A highpoint in any tour of the Friendly Isle is a visit to Kalaupapa, one of America’s early settlements for sufferers of Hansen’s Disease (commonly known as leprosy). The most interesting way to visit is on a mule, with the Molokai Mule Ride. Established by the Hawaiian Monarchy in 1866, the settlement lies on a peninsula jutting out from Molokai’s north coast. Father Damien de Veuster, a Belgian priest, came to Kalaupapa in 1873, planning to stay only a few weeks. Instead, he spent the rest of his life establishing order, ministering to those forgotten people, and becoming himself a victim of Hansen’s Disease. Damien’s church, St. Philomena’s, stands near the settlement’s old cemetery where a monument marks the martyr’s gravesite.

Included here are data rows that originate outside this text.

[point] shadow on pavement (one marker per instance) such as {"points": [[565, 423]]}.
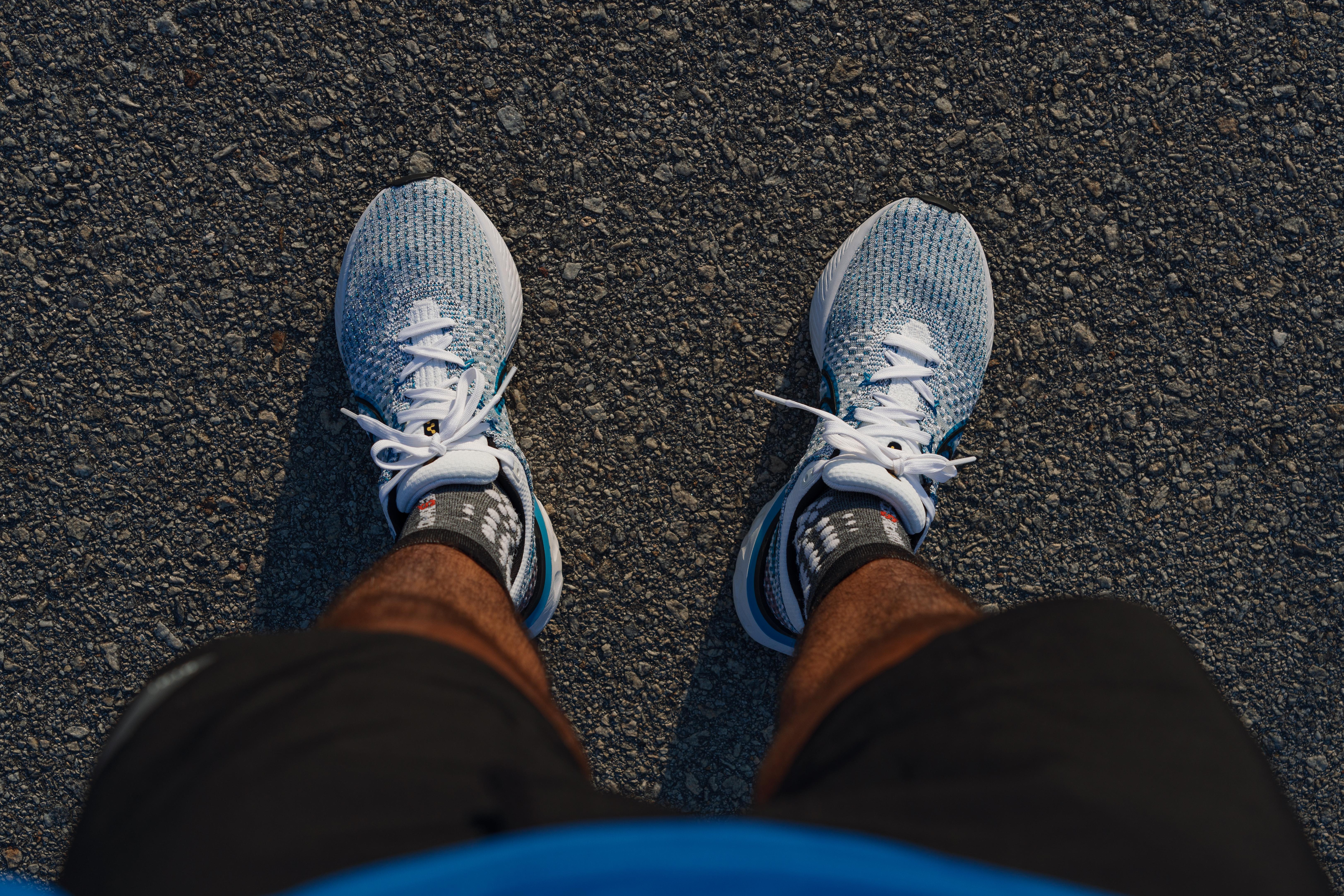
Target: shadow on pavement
{"points": [[326, 527], [728, 716]]}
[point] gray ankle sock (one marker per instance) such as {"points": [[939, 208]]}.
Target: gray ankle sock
{"points": [[479, 520], [841, 533]]}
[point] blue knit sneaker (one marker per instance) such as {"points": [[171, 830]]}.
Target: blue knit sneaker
{"points": [[902, 324], [428, 308]]}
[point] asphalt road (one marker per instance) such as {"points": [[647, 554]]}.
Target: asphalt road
{"points": [[1156, 185]]}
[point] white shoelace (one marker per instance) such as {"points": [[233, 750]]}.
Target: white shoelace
{"points": [[890, 422], [460, 426]]}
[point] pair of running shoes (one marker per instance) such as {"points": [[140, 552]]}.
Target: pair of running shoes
{"points": [[429, 305]]}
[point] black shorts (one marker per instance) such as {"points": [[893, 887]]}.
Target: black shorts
{"points": [[1076, 739]]}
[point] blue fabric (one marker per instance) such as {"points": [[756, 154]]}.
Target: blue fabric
{"points": [[685, 858]]}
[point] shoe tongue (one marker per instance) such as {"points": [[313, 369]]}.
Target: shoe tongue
{"points": [[870, 479], [901, 390], [455, 468], [435, 374]]}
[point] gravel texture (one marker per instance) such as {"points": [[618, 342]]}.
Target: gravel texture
{"points": [[1158, 187]]}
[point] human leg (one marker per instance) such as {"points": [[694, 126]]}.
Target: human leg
{"points": [[416, 714], [1076, 739]]}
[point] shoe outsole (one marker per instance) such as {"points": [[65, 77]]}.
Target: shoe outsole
{"points": [[749, 574], [550, 578], [749, 582], [550, 575]]}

From a pleasant park along the craggy shoreline you have a stunning view of Molokai’s windward side, with the world’s highest seas cliffs and waterfalls plunging thousands of feet into the ocean. Near the park is Kaohako Crater, with ancient Hawaiian graves along its slopes.

All of Molokai is rich with old Hawaiian lore. Much of the island’s eastern end is dense wilderness, thrusting mountains deep, green valleys. The western side is a rolling fertile plain which is Molokai’s agriculture center. Winding country roads beckon sightseers via offroad tour and taxi services. You’ll find a pit where Hawaiians measured loads of fragrant sandalwood before shipping them to China, missionary churches, the walls of ancient Hawaiian fish ponds, stark stone heiau (sacrificial temples), and historic battlegrounds. Molokai’s thickly-forested back-country intrigues the huntsmen with a variety of game, while isolated and unfrequented beaches and reefs delight skindivers.

Like all of the islands, Molokai, or “the friendly isle” as it is called, has a variety of distinct climate zones, including the cool, wet rainforests of the rugged mountains and valleys of East Molokai, the sunny, arid rolling hills of West Molokai and the dry central plains region of Hoolehua. Visitors will find the island’s climate relatively uniform throughout the year. The average summer temperatures in the island’s principal town, Kaunakakai, range from 68-82 degrees F. (20.0-27.8 C), while the average winter temperature is 61-80 degrees (16.1-26.7 C).